The White Horse, 1898 by Paul Gauguin
Here is a composition that rises with a continuous flow of curves from bottom to top, an arrangement without a horizon, in which space is suggested rather than rendered. Horizontal and vertical planes (the pool and plants of the foreground, and the road and twining branches of the background) flow into each other, all painted in a perspective that views the scene at once from in front and from above. This, and the twisting, curving pattern of the horses backs, the leaf forms, and the climbing vine trunks hark back to the Japanese print. The flat pattern and raised perspective of the Japanese woodcut had been major sources of Gauguin's style in Brittany, but in Tahiti their influence had diminished. Here Gauguin seems to recall that style, but he has softened and varied it.
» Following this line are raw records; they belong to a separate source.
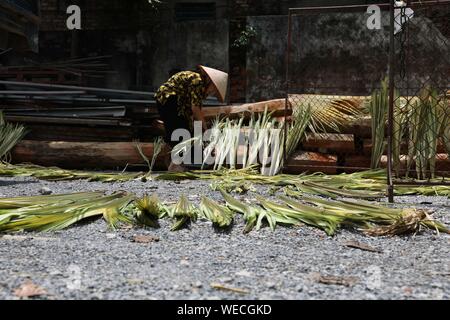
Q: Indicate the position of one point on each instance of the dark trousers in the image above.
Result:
(172, 121)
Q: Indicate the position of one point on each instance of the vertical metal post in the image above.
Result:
(390, 185)
(288, 60)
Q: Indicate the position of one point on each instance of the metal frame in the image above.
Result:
(388, 5)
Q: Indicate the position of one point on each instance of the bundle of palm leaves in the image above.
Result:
(427, 121)
(219, 215)
(330, 113)
(149, 211)
(56, 212)
(10, 135)
(376, 220)
(366, 184)
(378, 107)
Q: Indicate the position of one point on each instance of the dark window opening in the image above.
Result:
(195, 11)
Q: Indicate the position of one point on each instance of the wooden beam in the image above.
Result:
(86, 155)
(304, 161)
(329, 143)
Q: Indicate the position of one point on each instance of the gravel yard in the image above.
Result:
(90, 261)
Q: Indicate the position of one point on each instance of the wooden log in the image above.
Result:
(367, 148)
(354, 163)
(276, 106)
(329, 143)
(304, 161)
(86, 155)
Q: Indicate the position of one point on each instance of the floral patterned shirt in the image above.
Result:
(188, 86)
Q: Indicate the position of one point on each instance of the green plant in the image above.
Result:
(219, 215)
(149, 210)
(10, 135)
(378, 107)
(52, 213)
(182, 212)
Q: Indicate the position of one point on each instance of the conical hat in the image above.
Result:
(219, 79)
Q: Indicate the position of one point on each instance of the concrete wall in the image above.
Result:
(146, 44)
(187, 44)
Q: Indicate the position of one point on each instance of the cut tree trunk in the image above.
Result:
(86, 155)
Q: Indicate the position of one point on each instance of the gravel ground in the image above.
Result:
(89, 261)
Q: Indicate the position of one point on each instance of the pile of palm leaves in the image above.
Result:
(56, 212)
(10, 135)
(233, 144)
(420, 121)
(366, 184)
(375, 220)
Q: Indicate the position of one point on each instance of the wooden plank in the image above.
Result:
(85, 155)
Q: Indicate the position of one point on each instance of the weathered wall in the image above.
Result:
(146, 44)
(184, 45)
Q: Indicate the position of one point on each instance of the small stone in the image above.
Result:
(184, 262)
(299, 288)
(226, 279)
(45, 191)
(244, 273)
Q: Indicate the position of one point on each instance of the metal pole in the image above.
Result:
(390, 185)
(288, 54)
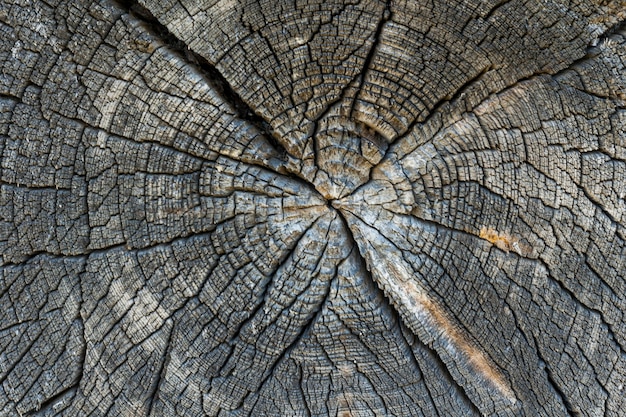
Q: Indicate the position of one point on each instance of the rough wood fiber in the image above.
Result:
(312, 208)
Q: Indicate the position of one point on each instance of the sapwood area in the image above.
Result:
(312, 208)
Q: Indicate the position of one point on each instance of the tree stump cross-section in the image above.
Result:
(312, 208)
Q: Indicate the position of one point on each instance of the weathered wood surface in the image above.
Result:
(311, 208)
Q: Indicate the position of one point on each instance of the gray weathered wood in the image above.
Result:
(312, 208)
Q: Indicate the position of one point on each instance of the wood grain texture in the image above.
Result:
(312, 208)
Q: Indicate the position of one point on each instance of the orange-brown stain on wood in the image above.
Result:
(478, 361)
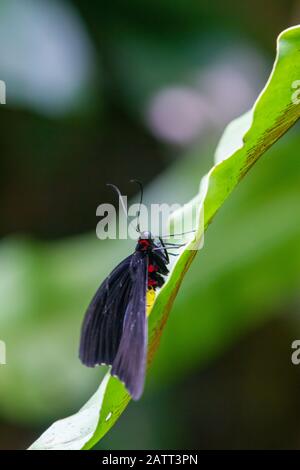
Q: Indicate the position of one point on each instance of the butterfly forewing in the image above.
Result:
(103, 323)
(130, 362)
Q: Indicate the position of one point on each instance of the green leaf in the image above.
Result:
(244, 141)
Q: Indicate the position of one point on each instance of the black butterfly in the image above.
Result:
(115, 330)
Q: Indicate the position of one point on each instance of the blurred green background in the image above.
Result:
(109, 91)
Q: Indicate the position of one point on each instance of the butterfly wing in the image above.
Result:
(103, 323)
(130, 362)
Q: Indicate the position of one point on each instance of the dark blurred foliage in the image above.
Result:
(53, 174)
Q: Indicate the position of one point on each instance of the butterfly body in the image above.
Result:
(115, 330)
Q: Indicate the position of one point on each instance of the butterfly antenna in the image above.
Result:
(138, 229)
(120, 197)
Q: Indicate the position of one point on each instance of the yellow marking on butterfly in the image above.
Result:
(150, 297)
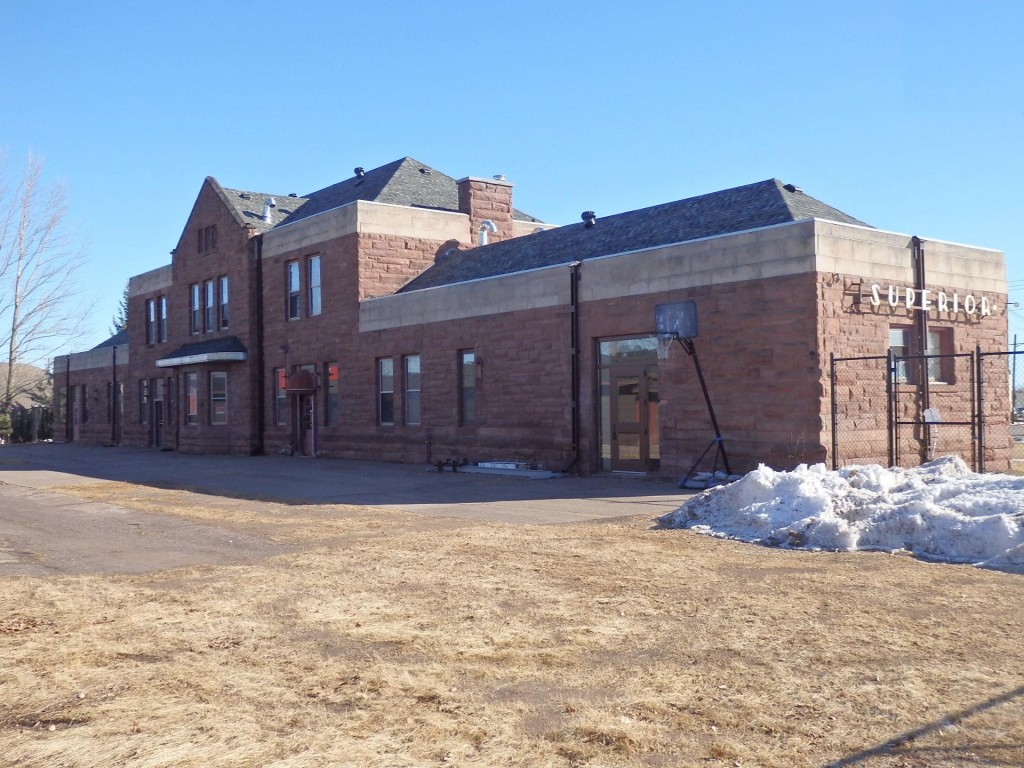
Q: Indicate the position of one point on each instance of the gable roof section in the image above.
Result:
(117, 340)
(750, 207)
(248, 207)
(402, 182)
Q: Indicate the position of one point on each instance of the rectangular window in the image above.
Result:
(467, 386)
(210, 320)
(151, 322)
(385, 389)
(413, 399)
(899, 344)
(940, 341)
(223, 302)
(162, 320)
(331, 394)
(294, 290)
(218, 398)
(143, 401)
(192, 399)
(314, 294)
(280, 396)
(194, 308)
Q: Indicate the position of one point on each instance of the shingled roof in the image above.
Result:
(402, 182)
(741, 208)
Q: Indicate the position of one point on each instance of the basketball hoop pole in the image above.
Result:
(687, 344)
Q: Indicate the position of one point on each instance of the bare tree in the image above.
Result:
(39, 265)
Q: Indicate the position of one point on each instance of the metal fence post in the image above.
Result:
(835, 409)
(981, 410)
(890, 408)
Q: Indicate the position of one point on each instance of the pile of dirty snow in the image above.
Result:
(941, 511)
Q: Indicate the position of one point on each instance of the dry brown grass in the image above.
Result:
(398, 640)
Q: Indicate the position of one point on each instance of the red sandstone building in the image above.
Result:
(403, 315)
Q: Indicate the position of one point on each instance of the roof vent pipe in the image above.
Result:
(486, 226)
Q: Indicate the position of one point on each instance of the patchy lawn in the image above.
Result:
(397, 640)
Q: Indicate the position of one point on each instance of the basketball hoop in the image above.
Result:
(664, 345)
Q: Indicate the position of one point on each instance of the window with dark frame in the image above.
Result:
(312, 269)
(940, 369)
(206, 239)
(194, 308)
(218, 398)
(294, 290)
(192, 399)
(162, 320)
(331, 394)
(210, 318)
(143, 400)
(413, 394)
(222, 281)
(385, 390)
(467, 386)
(151, 321)
(899, 345)
(280, 396)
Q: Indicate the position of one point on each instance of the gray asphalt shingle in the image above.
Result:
(749, 207)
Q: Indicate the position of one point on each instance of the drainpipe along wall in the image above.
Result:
(918, 256)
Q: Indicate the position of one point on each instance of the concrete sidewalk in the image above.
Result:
(303, 480)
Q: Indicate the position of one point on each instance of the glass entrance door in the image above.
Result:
(635, 438)
(630, 428)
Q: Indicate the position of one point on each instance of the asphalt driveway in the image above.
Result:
(45, 531)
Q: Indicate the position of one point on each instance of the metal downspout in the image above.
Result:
(114, 396)
(259, 445)
(574, 361)
(68, 431)
(918, 255)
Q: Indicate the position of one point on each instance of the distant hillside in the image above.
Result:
(32, 385)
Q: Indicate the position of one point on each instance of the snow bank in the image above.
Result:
(941, 510)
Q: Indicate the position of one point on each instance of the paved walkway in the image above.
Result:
(45, 531)
(303, 480)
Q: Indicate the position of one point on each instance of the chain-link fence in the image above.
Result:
(908, 410)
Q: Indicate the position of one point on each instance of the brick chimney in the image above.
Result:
(486, 200)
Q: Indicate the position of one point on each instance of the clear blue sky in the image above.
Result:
(906, 115)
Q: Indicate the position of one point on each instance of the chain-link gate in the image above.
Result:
(908, 410)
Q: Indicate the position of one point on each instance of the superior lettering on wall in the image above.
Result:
(925, 299)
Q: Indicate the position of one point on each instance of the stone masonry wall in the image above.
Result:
(851, 327)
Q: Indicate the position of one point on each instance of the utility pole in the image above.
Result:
(1013, 386)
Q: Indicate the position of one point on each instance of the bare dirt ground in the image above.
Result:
(380, 638)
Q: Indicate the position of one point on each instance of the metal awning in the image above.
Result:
(227, 349)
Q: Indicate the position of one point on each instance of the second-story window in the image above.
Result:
(151, 321)
(206, 239)
(314, 294)
(162, 318)
(223, 301)
(210, 320)
(385, 391)
(194, 308)
(294, 291)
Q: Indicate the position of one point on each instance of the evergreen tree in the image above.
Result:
(121, 315)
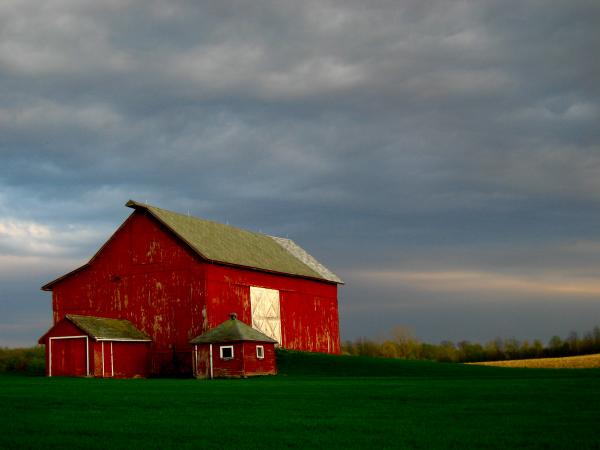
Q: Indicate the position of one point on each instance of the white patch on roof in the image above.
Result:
(301, 254)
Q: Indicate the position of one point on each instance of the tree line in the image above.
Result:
(401, 343)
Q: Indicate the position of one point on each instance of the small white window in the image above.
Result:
(226, 351)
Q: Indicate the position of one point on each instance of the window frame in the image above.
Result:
(226, 358)
(262, 352)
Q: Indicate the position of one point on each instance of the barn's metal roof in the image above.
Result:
(230, 331)
(104, 329)
(231, 245)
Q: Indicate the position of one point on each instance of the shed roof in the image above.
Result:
(104, 329)
(227, 244)
(231, 330)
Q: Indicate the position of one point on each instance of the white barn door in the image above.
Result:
(265, 311)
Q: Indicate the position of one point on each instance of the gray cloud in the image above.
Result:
(429, 136)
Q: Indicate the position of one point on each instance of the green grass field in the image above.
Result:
(316, 402)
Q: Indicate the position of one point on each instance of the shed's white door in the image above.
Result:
(265, 311)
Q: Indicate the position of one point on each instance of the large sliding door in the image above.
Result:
(266, 317)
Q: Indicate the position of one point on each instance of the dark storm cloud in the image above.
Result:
(403, 137)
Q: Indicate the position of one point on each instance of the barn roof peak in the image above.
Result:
(227, 244)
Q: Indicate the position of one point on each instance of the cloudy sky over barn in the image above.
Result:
(443, 157)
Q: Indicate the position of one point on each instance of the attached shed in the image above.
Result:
(232, 350)
(96, 346)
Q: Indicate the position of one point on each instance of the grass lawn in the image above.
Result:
(318, 401)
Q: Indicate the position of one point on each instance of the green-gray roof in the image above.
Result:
(231, 330)
(104, 329)
(231, 245)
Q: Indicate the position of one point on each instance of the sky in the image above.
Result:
(442, 157)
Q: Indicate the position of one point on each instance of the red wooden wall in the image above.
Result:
(244, 362)
(309, 309)
(146, 275)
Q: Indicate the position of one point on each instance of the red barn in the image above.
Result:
(175, 277)
(233, 349)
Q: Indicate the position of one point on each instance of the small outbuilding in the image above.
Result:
(96, 346)
(233, 350)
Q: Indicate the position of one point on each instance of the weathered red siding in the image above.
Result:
(255, 366)
(146, 275)
(65, 357)
(143, 274)
(309, 309)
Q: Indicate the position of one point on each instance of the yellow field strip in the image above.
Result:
(567, 362)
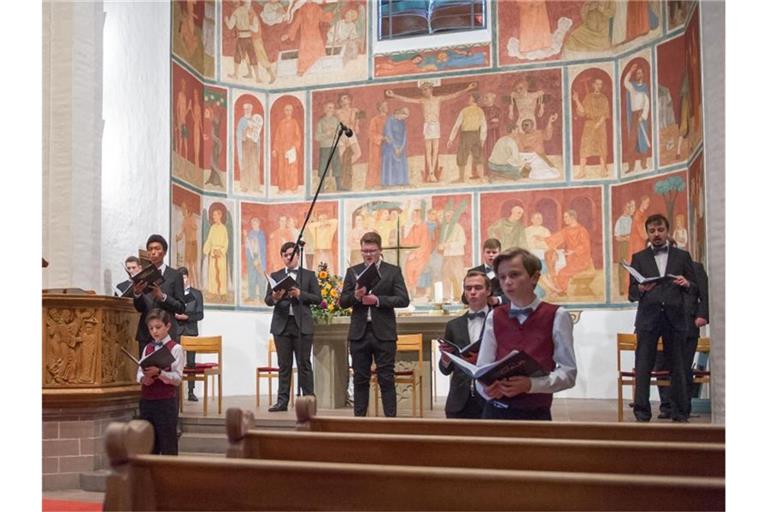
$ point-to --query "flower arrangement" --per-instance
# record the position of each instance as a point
(330, 292)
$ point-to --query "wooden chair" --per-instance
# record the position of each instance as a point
(201, 372)
(413, 376)
(627, 342)
(270, 373)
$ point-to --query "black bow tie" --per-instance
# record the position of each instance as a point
(513, 312)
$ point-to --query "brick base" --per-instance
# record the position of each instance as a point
(73, 442)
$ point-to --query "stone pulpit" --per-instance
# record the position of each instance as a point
(87, 381)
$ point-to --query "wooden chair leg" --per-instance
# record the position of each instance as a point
(258, 390)
(205, 397)
(621, 402)
(218, 379)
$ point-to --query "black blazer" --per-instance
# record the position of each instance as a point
(698, 304)
(457, 331)
(193, 308)
(391, 292)
(123, 286)
(310, 294)
(666, 298)
(173, 287)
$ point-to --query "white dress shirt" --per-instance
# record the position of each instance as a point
(173, 376)
(661, 258)
(475, 326)
(564, 374)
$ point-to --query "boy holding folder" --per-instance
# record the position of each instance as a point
(542, 330)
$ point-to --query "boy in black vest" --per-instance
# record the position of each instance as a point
(159, 386)
(543, 330)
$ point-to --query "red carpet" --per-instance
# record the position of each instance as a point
(67, 506)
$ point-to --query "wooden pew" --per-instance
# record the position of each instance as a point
(307, 419)
(528, 454)
(151, 482)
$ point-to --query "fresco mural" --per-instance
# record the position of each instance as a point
(435, 132)
(679, 96)
(248, 132)
(419, 62)
(531, 31)
(592, 122)
(282, 43)
(436, 163)
(194, 30)
(697, 235)
(187, 120)
(430, 237)
(264, 228)
(636, 115)
(631, 204)
(186, 226)
(217, 280)
(563, 227)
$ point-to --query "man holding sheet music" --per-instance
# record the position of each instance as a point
(373, 289)
(168, 296)
(463, 399)
(291, 293)
(661, 312)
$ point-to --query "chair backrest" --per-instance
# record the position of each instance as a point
(411, 343)
(202, 345)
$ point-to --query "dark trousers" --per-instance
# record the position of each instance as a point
(364, 351)
(645, 358)
(472, 410)
(191, 364)
(289, 345)
(164, 416)
(491, 411)
(689, 353)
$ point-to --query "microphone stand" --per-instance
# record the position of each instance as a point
(300, 238)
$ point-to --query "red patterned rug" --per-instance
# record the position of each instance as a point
(68, 506)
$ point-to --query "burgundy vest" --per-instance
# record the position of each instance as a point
(159, 390)
(535, 338)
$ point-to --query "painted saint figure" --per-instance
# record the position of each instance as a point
(394, 156)
(248, 149)
(595, 109)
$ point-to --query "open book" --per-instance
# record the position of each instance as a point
(369, 277)
(472, 348)
(641, 279)
(161, 358)
(286, 283)
(149, 274)
(516, 363)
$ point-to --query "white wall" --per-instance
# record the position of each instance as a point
(136, 143)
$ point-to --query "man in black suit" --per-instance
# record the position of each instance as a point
(193, 313)
(168, 296)
(697, 307)
(133, 266)
(463, 400)
(373, 328)
(661, 311)
(292, 325)
(491, 249)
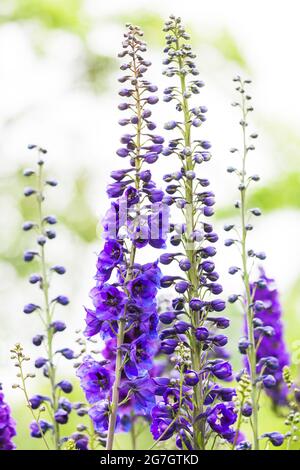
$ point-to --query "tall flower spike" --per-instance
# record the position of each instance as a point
(7, 425)
(124, 296)
(44, 232)
(271, 355)
(247, 345)
(189, 407)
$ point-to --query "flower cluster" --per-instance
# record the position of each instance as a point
(43, 228)
(271, 355)
(262, 345)
(7, 425)
(193, 405)
(124, 298)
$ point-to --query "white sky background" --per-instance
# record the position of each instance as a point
(80, 130)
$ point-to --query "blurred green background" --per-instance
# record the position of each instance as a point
(58, 89)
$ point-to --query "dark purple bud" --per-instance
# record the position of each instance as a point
(41, 240)
(168, 346)
(36, 401)
(202, 333)
(170, 125)
(37, 340)
(65, 386)
(243, 345)
(185, 264)
(191, 378)
(222, 370)
(152, 99)
(217, 305)
(62, 300)
(215, 288)
(259, 306)
(145, 176)
(182, 286)
(269, 381)
(220, 340)
(58, 269)
(50, 219)
(123, 106)
(28, 226)
(58, 326)
(29, 256)
(167, 317)
(196, 304)
(67, 353)
(246, 410)
(51, 234)
(228, 227)
(233, 270)
(40, 362)
(29, 308)
(181, 327)
(208, 266)
(276, 438)
(61, 416)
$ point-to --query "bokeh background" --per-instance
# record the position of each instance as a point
(58, 88)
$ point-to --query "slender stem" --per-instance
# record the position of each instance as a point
(122, 321)
(133, 433)
(45, 289)
(196, 350)
(24, 389)
(251, 352)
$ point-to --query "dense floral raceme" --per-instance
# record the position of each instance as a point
(193, 405)
(271, 354)
(44, 233)
(124, 312)
(262, 345)
(7, 425)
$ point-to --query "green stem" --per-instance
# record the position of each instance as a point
(122, 321)
(251, 353)
(196, 350)
(24, 389)
(45, 289)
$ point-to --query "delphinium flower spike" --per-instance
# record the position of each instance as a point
(193, 407)
(120, 387)
(259, 302)
(59, 407)
(7, 425)
(271, 351)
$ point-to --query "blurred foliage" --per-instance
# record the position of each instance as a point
(279, 194)
(227, 45)
(95, 70)
(53, 14)
(77, 217)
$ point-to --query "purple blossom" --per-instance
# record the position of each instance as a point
(273, 346)
(7, 425)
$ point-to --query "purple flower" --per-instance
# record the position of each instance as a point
(7, 425)
(221, 417)
(271, 316)
(37, 430)
(99, 414)
(95, 379)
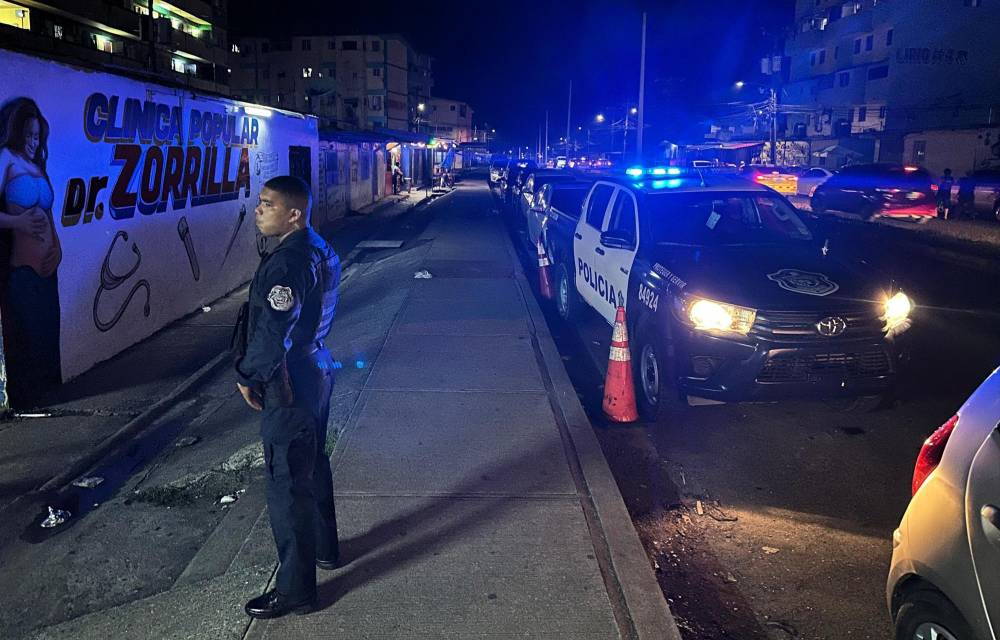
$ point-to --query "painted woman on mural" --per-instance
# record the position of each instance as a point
(31, 252)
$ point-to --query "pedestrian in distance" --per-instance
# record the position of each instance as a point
(285, 372)
(944, 194)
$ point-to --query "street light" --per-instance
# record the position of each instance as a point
(772, 109)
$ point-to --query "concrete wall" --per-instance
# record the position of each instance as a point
(152, 223)
(961, 151)
(352, 176)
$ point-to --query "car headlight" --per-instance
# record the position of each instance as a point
(897, 311)
(709, 315)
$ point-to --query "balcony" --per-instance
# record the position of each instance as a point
(114, 19)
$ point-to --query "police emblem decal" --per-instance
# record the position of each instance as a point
(804, 282)
(280, 298)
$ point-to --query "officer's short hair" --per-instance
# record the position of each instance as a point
(294, 190)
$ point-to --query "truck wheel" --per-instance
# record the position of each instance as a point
(651, 369)
(568, 301)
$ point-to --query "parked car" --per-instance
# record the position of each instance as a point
(978, 195)
(875, 190)
(944, 578)
(811, 178)
(533, 184)
(729, 296)
(781, 179)
(557, 208)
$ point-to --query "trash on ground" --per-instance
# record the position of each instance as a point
(186, 441)
(230, 498)
(56, 517)
(88, 482)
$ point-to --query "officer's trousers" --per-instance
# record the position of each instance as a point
(299, 482)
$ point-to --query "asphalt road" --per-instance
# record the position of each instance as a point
(775, 520)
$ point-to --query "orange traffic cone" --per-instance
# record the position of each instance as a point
(619, 392)
(544, 281)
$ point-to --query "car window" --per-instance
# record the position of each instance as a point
(724, 219)
(598, 204)
(622, 223)
(568, 201)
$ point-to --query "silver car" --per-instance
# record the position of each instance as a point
(944, 579)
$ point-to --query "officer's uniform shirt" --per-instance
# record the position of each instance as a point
(293, 297)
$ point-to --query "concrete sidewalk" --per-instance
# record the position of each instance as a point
(102, 410)
(473, 498)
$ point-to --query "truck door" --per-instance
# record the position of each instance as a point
(587, 244)
(619, 241)
(982, 508)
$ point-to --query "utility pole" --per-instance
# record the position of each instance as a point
(545, 152)
(642, 89)
(569, 110)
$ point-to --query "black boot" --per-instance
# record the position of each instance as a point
(274, 605)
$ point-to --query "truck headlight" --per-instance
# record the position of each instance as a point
(709, 315)
(897, 312)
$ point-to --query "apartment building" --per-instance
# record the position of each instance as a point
(181, 42)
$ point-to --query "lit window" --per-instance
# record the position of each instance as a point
(15, 16)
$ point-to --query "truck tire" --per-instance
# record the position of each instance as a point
(651, 370)
(568, 302)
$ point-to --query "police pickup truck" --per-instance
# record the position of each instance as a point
(728, 294)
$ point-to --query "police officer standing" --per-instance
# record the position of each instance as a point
(286, 373)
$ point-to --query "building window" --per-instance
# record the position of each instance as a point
(877, 73)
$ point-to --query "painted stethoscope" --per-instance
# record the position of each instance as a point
(110, 280)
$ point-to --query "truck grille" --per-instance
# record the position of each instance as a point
(812, 367)
(800, 326)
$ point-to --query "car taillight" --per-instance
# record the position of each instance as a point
(931, 452)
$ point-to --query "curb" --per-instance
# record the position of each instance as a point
(648, 613)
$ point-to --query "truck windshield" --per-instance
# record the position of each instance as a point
(724, 219)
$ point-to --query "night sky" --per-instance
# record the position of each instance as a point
(513, 60)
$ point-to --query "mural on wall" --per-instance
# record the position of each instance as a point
(31, 252)
(95, 179)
Horses and riders are more modeled than the rest, (although they go up as they go back, as in oriental art), and there is an almost Impressionist variation of light and texture within the areas of pool and field.
Most naturalist of all, the "white" horse (whose movement seems like the symbolic gesture of a pawing Pegasus out of Redon's imaginative art), is painted grayish-green because the light upon it has been filtered through the leaves above. Isolated and riderless, self-contained in an otherwise active composition, its mystery and strangeness spreads, and suffuses the whole painting.